Stripping certain requests from log files

paulm on 2004-06-09T00:32:02

I have this service that performs a HEAD request on a few sites I run, every few minutes. The problem is that it inflates my page hit count. Being one of those problems that is too annoying to do properly, the following one-liner (line broken for a shot at clarity) came out surprisingly easily,

for i in www.paulm.com-access.log.*gz; do
  gunzip $i; f=`echo $i | perl -pe 's/.gz//'`;
  perl -ni -e 'print unless /^ftp.itransact/' $f;
  gzip $f& echo $f;
done



zgrep might be handy too

grantm on 2004-06-09T19:10:29

zgrep -v '^ftp.itransact'

Of course once you add in a shell loop to iterate over the files and re-gzip them it starts to look like your original code :-)

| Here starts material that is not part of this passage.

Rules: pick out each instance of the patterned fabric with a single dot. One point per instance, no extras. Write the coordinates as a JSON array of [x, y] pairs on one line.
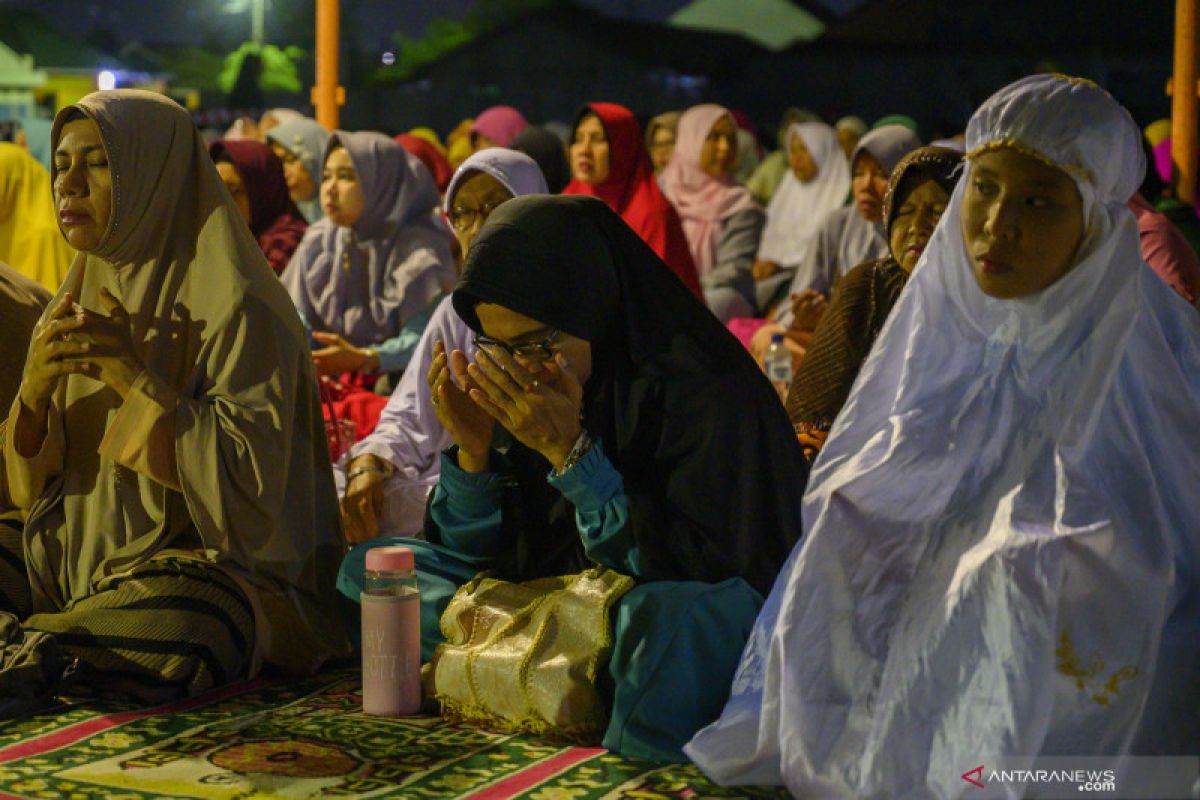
[[169, 627], [309, 738], [849, 328]]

Re:zgrep might be handy too

paulm on 2004-06-11T15:19:58

Yeah, true. zgrep's pretty handy for scanning but not so much use for in-place mods, so far as I've seen. I'm sure it's possible with some of bash's more esoteric (for me!) constructs... But why bother when perl's there, heh. It's funny watching these little hacks have perl appear in there somewhere (f=`perl ...`), then as more functionality is needed, more of it gets shoe-horned into the perl invocation until *pop* it's all in perl and it gets re-written "properly":
#!/bin/sh
exec perl $0.pl
:-)